Mis primeros recuerdos son encontrarme en una habitación oscura y aislada, con retenciones. Se asemejaba a cómo me encontraba yo por dentro, irónicamente. La ubicación está clara, pero mi tiempo de estancia en ella, no tanto. Tiempo. No pasa en vano, dicen. Pero en esos momentos, yo sentía que sí. No entendía por qué tenía que pasar más tiempo si no garantizaba la proximidad a mi salida. Tampoco entendía cómo mi familia podía haber permitido que yo me encontrara ahí.
A pesar de eso, recibía visitas de mi madre, en las que me leía cuentos. A veces reaccionaba un poco reacia y otras, cedía más. No diré que durante mi estancia ahí no se me cruzó la idea de escapar. Primero lo intenté con las retenciones y, más adelante, cuando salía de la habitación para ir al baño. Pero solo conseguí quitarme alguna retención de las manos —que me acabarían volviendo a poner— y obsesionarme por saber lo que estaría pasando fuera. En uno de esos momentos, en los que sentía que la arena del reloj no caía, me pregunté si no había valorado mi tiempo fuera, a mi familia, mis amigos, mi libertad. Y todo lo que conllevaba: la libertad de poder elegir lo que quiero hacer, la libertad de escapar de la realidad con momentos de reflexión, la libertad de entender lo que me ocurría.

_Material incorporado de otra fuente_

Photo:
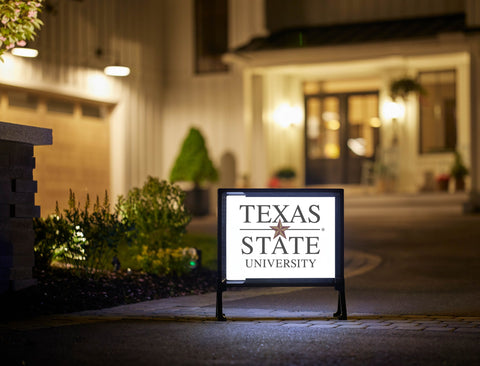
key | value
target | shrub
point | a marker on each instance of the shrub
(152, 218)
(158, 214)
(86, 241)
(193, 163)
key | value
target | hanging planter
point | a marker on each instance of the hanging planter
(404, 86)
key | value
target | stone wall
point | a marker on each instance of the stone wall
(17, 203)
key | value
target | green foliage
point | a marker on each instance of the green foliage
(148, 225)
(85, 241)
(166, 261)
(207, 244)
(193, 163)
(19, 22)
(458, 169)
(158, 214)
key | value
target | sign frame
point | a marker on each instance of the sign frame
(337, 281)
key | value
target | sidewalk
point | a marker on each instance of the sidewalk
(202, 307)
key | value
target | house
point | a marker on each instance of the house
(303, 84)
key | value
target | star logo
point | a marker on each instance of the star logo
(279, 229)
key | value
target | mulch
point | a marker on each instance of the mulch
(60, 291)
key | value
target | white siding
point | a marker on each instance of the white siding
(68, 64)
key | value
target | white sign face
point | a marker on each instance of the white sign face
(279, 237)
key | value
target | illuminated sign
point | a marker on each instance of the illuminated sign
(280, 237)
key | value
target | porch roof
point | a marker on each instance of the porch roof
(355, 33)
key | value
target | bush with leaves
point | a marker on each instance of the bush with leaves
(158, 214)
(86, 241)
(18, 23)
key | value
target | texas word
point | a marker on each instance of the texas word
(264, 214)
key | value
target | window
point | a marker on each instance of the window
(438, 126)
(211, 35)
(60, 106)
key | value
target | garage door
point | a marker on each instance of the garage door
(79, 158)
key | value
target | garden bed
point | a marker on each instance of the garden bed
(60, 291)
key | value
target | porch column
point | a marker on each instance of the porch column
(473, 204)
(257, 156)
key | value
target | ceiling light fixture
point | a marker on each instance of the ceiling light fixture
(117, 70)
(24, 52)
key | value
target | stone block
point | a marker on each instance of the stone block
(24, 185)
(22, 198)
(21, 160)
(24, 211)
(16, 172)
(6, 249)
(6, 261)
(4, 211)
(4, 160)
(30, 135)
(6, 196)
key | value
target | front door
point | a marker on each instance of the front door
(341, 134)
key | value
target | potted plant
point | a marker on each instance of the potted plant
(403, 87)
(194, 165)
(459, 171)
(442, 181)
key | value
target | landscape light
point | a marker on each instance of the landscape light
(24, 52)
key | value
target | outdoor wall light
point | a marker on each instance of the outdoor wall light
(117, 71)
(393, 110)
(24, 52)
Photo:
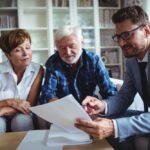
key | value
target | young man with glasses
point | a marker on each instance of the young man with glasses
(133, 36)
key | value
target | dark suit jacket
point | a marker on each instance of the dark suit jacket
(137, 124)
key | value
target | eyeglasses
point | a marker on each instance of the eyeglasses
(125, 35)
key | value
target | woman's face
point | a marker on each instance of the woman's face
(21, 56)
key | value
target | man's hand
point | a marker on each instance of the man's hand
(99, 128)
(93, 105)
(7, 111)
(20, 105)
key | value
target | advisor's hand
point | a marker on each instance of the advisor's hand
(99, 128)
(93, 105)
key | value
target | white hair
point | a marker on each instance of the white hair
(66, 31)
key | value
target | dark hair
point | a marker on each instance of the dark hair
(11, 39)
(135, 13)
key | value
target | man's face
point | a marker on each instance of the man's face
(69, 48)
(136, 41)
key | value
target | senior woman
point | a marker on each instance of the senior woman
(20, 81)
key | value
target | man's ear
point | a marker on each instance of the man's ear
(147, 30)
(7, 55)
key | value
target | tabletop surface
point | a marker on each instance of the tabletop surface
(10, 141)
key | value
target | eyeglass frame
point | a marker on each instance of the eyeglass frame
(118, 36)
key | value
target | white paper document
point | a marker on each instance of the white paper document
(59, 136)
(36, 140)
(62, 112)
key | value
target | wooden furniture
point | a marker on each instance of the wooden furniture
(10, 141)
(42, 17)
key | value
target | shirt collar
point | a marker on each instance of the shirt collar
(6, 67)
(68, 65)
(145, 59)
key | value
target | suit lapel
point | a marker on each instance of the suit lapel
(136, 73)
(149, 70)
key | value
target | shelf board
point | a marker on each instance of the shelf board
(113, 64)
(36, 28)
(109, 47)
(7, 29)
(85, 8)
(39, 49)
(35, 9)
(106, 27)
(115, 8)
(8, 8)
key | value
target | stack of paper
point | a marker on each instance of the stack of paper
(59, 136)
(63, 113)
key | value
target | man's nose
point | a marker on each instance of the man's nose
(68, 50)
(24, 52)
(121, 42)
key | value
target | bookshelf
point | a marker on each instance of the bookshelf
(42, 17)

Pero mi tiempo en esa habitación acabó, y no duraría más de una semana, descubriría más tarde. Fue entonces cuando me trasladarían a la Unidad Psiquiátrica Infanto-Juvenil. Pero la idea no me terminaba de convencer. Sin embargo, las personas con las que coincidiría ahí no serían más que un aura de consolación y alivio.
—Hola, somos Eliana, Paola y yo, Uxue —se presentó Uxue, la más extrovertida de todas ellas. Y la más divertida, también. Información que no tardaría en descubrir por mí misma.
—A todas nos gusta leer. ¿Y a ti?
—Yo soy más de series —respondí.
—Genial. Aquí vemos La que se avecina después de comer.
—Yo prefiero Aquí no hay quien viva —añadí.
—Yo también —dijo Eliana, y cuando abrió la boca no lo sabía, pero se acabaría convirtiendo en mi compañera de tertulias nocturnas y recuerdos que ella y yo, al menos, nunca olvidaré.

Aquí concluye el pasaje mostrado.